The project brought critical infrastructure and services to 18 communities in Jamaica and benefitted some 89,000 people.

In Barrett Town, residents benefited from a greenspace, zinc fence substitution project, improved solid waste management with the introduction of skip enclosures and a recycling initiative, road rehabilitation, improvements to drainage and water supply, and rehabilitation of the Barrett Town Primary School, including the setting up of a greenhouse.

Barrett Town was one of four communities in St. James to benefit from the ICDP. The other three are Anchovy, Salt Spring and Granville.

Managing Director of JSIF, Omar Sweeney, who led the touring party, told JIS News that along with the provision of infrastructure, residents were engaged in education and certification programmes in various skills areas, to maintain the assets provided.

“These were all people who had been trained and continue to sustain and operate the investments,” he noted.

“What is pleasing to us is that the investments have been sustained. So, we were able to highlight [to the World Bank team] some of the benefits that have been seen in the community over the years,” Mr. Sweeny added.

Mr. Sweeny said that JSIF continues to work to transform communities across the island, citing plans for projects in Norwood, St. James and Russia in Savanna-la-mar, Westmoreland, among other areas.

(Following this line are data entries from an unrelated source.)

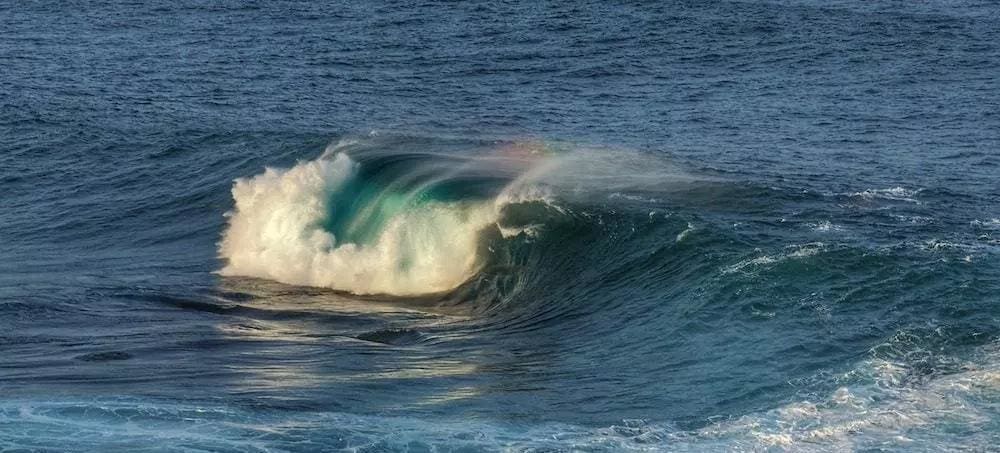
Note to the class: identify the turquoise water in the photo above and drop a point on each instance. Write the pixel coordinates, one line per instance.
(678, 226)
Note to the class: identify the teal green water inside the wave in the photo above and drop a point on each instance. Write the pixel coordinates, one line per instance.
(660, 226)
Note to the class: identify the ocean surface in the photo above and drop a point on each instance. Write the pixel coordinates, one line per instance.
(500, 226)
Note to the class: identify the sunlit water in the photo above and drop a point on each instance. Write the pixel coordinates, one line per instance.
(664, 226)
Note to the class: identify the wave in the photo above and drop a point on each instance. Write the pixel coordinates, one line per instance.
(403, 216)
(398, 224)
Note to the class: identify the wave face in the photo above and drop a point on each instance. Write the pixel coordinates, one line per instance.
(331, 223)
(542, 226)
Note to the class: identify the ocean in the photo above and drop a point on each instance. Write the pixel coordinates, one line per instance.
(241, 226)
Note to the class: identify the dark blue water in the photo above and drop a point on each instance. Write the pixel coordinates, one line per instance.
(675, 226)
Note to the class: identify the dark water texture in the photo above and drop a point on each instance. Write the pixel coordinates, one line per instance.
(824, 276)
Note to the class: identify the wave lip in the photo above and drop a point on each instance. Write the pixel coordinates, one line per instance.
(276, 231)
(376, 221)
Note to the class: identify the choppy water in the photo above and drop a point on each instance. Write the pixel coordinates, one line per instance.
(407, 227)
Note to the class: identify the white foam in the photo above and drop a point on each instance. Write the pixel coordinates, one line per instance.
(894, 193)
(792, 252)
(275, 232)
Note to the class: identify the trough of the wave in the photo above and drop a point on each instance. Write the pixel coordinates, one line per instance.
(499, 226)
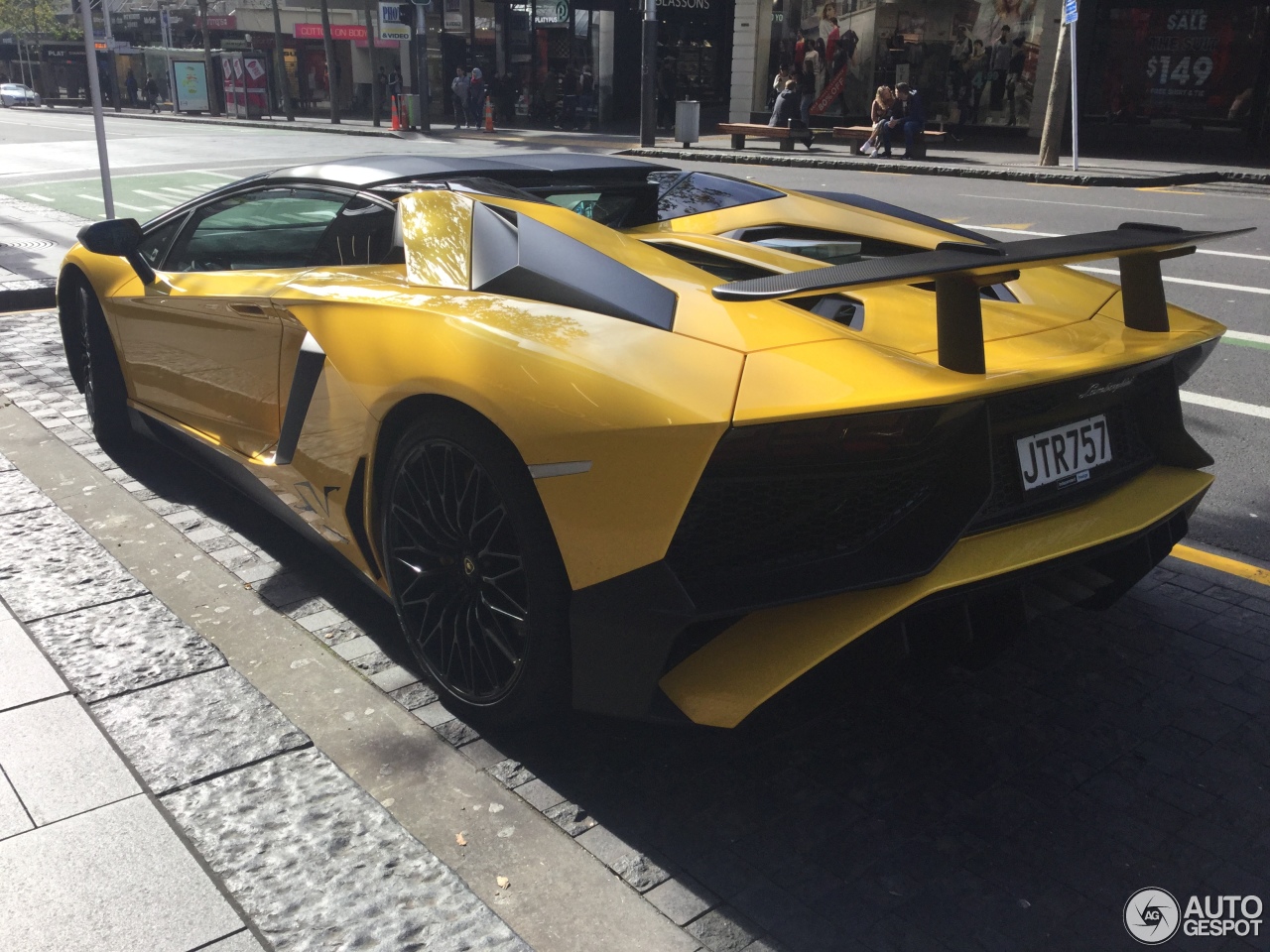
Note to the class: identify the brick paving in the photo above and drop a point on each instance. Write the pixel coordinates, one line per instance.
(879, 803)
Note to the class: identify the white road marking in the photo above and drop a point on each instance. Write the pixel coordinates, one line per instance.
(1051, 234)
(155, 195)
(1236, 407)
(1216, 285)
(1086, 204)
(132, 207)
(1251, 338)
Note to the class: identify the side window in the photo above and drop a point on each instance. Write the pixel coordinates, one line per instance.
(361, 234)
(154, 244)
(698, 191)
(276, 227)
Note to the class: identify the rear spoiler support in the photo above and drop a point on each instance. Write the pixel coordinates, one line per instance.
(959, 270)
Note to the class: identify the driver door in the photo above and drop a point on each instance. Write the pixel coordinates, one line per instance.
(203, 341)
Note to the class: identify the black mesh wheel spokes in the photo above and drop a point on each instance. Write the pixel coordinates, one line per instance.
(456, 567)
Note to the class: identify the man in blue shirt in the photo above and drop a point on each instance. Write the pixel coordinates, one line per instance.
(911, 121)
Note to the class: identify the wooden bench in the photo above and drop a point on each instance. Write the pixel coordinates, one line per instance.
(786, 137)
(857, 135)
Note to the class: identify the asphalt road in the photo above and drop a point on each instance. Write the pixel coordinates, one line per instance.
(51, 159)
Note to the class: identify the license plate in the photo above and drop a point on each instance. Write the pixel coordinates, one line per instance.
(1065, 454)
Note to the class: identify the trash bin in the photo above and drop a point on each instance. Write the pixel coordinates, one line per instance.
(688, 122)
(413, 114)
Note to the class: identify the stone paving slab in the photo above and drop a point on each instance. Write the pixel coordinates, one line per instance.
(190, 729)
(26, 674)
(293, 838)
(112, 880)
(122, 647)
(13, 816)
(64, 571)
(19, 494)
(59, 762)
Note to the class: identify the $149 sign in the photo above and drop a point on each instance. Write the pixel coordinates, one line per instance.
(1180, 70)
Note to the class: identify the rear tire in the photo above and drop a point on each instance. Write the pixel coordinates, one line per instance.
(474, 570)
(104, 390)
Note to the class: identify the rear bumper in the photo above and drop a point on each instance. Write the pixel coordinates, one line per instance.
(626, 630)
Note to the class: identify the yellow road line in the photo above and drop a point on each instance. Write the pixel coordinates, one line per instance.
(1222, 563)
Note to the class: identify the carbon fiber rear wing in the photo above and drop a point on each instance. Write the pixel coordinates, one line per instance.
(959, 270)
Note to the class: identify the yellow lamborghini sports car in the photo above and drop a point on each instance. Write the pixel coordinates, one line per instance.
(656, 442)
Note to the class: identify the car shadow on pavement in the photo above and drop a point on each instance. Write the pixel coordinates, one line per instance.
(880, 802)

World Bank’s Vice President for the Latin America and the Caribbean Region, Carlos Felipe Jaramillo, told JIS News that the entity and the Government are currently in dialogue on several proposed programmes.

“We have several programmes ongoing, and our desire is to continue to work hand in hand with the Government and the people of Jamaica to improve living standards and well-being,” he pointed out.

Minister of State in the Office of the Prime Minister (West), Hon. Homer Davis, who was also on the tour, said that JSIF has been doing “excellent work.”

He said that the Government of Jamaica is committed to the continued partnership with the World Bank to improve the conditions of citizens in communities across the country.